Diketahui, Kemendag telah mengatur HET minyak goreng curah sebesar Rp 11.500 per liter, kemasan sederhana Rp 13.500 per liter, dan kemasan premium Rp 14 ribu per liter. Adapun kebijakan itu tertuang dalam Permendag Nomor 6 Tahun 2022. Kebijakan itu berlaku mulai 1 Februari 2022.

Pemerintah dapat menerapkan kebijakan HET karena telah menurunkan harga CPO khusus bahan baku minyak goreng lewat kebijakan domestic price obligation (DPO) sebesar Rp 8.300 per liter untuk CPO dan Rp 9.364 per liter untuk olein.

"Jadi kami minta dengan sangat produsen sawit yang punya kebun segera memasok kepada industri minyak goreng. Terutama untuk yang kemasan sedaraha dan curah," ujarnya.

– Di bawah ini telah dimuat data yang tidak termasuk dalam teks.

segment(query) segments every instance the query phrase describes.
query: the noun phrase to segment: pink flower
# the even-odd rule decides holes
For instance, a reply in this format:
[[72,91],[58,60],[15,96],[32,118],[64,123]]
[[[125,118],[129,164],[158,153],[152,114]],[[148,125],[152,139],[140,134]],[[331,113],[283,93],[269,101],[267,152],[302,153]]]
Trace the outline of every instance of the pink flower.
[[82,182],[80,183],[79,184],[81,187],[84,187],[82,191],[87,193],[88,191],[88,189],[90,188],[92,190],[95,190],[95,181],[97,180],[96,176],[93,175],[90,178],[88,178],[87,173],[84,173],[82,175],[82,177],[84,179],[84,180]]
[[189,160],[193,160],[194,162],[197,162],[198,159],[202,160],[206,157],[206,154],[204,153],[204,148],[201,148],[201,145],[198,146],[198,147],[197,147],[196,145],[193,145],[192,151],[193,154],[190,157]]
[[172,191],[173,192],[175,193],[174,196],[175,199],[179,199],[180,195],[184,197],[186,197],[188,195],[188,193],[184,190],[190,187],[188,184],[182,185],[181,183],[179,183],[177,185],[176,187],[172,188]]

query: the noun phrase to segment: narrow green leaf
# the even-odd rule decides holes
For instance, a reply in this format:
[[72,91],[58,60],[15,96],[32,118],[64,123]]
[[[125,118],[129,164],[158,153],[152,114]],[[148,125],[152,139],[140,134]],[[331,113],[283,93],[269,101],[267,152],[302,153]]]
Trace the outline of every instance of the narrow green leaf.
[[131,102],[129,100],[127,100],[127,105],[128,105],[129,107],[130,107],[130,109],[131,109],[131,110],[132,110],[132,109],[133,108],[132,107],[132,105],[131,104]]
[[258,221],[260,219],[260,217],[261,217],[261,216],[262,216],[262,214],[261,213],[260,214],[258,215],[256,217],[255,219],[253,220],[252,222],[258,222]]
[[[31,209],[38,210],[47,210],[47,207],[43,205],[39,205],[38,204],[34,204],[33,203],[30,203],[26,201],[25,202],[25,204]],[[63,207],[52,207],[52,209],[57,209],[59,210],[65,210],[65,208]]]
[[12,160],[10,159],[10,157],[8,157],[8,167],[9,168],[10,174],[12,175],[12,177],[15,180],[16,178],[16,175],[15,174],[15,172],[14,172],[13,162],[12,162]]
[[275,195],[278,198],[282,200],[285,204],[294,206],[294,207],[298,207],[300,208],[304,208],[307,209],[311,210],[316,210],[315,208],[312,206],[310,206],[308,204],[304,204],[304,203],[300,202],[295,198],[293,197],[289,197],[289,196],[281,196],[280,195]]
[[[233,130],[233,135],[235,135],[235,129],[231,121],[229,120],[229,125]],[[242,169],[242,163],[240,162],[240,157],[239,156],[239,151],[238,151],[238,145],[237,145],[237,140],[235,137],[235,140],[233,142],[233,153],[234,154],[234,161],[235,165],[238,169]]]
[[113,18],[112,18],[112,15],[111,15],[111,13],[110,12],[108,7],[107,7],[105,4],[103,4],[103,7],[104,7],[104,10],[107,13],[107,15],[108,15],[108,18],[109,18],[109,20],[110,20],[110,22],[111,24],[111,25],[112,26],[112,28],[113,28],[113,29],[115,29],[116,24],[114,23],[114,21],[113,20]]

Khusus untuk kemasan premium, Sahat menilai akan menemui banyak kendala. Pasalnya harga dan biaya untuk memproduksi minyak sawit premium lebih tinggi. Kendala akan sangat dirasakan oleh industri minyak goreng yang tidak memiliki kebun sendiri.

"Saya kira itu tidak akan jalan karena belum tentu dia dapat (sawitnya) jadi bisa mati suri juga itu nantinya," kata Sahat.

Ia pun menyarankan agar pemerintah tidak perlu menerapkan HET khusus untuk kemasan premium. Lagipula, kata Sahat, konsumen minyak premium merupakan kalangan menengah atas yang bahkan mampu mengonsumsi minyak nabati non sawit yang jauh lebih mahal. 

Sementara itu Dewan Minyak Sawit Indonesia (DMSI) menilai kenaikan harga CPO global yang amat tinggi sudah berlebihan. Ketua DMSI Sahat Sinaga, menilai tingginya harga saat ini juga bisa menjebak para petani sawit maupun industri CPO di Indonesia.

"Kami melihat ini seperti ada permainan dunia untuk menghacurkan sawit Indonesia. Kelewatan harga itu. Jangan senang dengan harga tinggi, hati-hati kita bisa terjerumus," kata Sahat kepada Republika.co.id, Selasa (1/2/2022).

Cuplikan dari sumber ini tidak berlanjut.